А потом была парадная горница княжеского дворца. Тусклый сумеречный свет, едва пробивавшийся сквозь затянутые слюдой оконца. Душный чад восковых свечей. Мерцающие блики на кольчугах и шлемах дружинников, жаркий шепот Протасия Воронца и Петра Босоволкова, чему-то наставлявших, о чем-то предупреждавших. И бесконечная вереница незнакомых лиц, сливавшихся в непрерывную полосу.
Бояре московские, бояре из волостей, воеводы, сотники и десятники дружины, тиуны, вирники, мытники, сокольники, ключники, бортные мастера, медовары, дворовая челядь…
Боже, скоро ли конец?!
Кружилась голова, муть застилала глаза, затекла протянутая рука, которую почтительно целовали новые слуги…
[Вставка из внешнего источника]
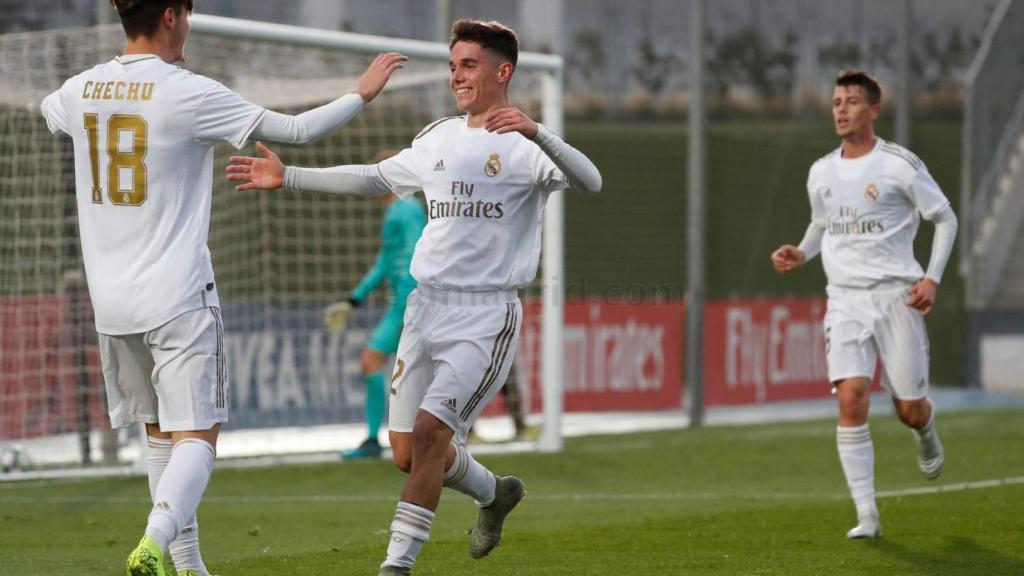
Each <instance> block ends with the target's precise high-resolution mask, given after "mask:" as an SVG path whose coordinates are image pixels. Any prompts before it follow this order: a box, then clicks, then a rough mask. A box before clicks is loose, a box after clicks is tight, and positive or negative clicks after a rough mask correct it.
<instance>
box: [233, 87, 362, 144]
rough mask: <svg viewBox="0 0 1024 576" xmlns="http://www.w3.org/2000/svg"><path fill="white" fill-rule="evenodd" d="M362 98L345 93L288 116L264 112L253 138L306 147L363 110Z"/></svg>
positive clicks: (338, 126) (344, 122)
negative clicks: (311, 141)
mask: <svg viewBox="0 0 1024 576" xmlns="http://www.w3.org/2000/svg"><path fill="white" fill-rule="evenodd" d="M362 104H364V100H362V96H360V95H358V94H356V93H354V92H353V93H351V94H345V95H344V96H341V97H340V98H338V99H336V100H334V101H333V102H330V104H326V105H324V106H322V107H319V108H314V109H312V110H310V111H307V112H303V113H302V114H300V115H298V116H289V115H287V114H279V113H276V112H271V111H269V110H268V111H266V113H264V114H263V118H262V119H261V120H260V123H259V124H257V125H256V129H255V130H253V133H252V137H253V138H256V139H266V140H271V141H275V142H282V143H290V145H306V143H309V142H311V141H314V140H316V139H318V138H321V137H323V136H325V135H327V134H330V133H331V132H333V131H334V130H336V129H338V128H340V127H341V126H344V125H345V124H347V123H348V121H349V120H351V119H352V118H354V117H355V115H356V114H358V113H359V111H360V110H362Z"/></svg>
Но нельзя уйти, нельзя скрыться в тишине, в желанном покое ложницы, где холопы уже расстелили прохладные простыни и взбили подушки. Нельзя, потому что он — князь, и не себе отныне принадлежит, а княжеству, вот этим всем людям, которые почтительно склоняются перед ним…
Иссяк людской поток.
Даниил отпустил боярина Протасия и наместника Петра Босоволкова, отложив на утро остальные разговоры. Старый ключник, служивший при дворце со времени его строителя, мимолетного московского владетеля Михаила Хоробрита[102], поднял дрожавшей рукой подсвечник и повел князя по узким, запутанным переходам. Позади тяжело топали телохранители.
Неслышно закрылась дверь ложницы.
Комнатный холоп Тиша приблизился к князю, осторожно стянул с его плеч шуршавший золотым шитьем кафтан.
— Выйди, Тиша! Побудь за дверью! — неожиданно сказал ключник.
Даниил недоуменно посмотрел на старика, принявшего вдруг значительный, строгий вид.
Едва холоп скрылся за дверью, ключник зашептал:
— Не гневайся, княже, но се могу показать лишь тебе, наедине… Воевода Кловыня и тот сего не ведает…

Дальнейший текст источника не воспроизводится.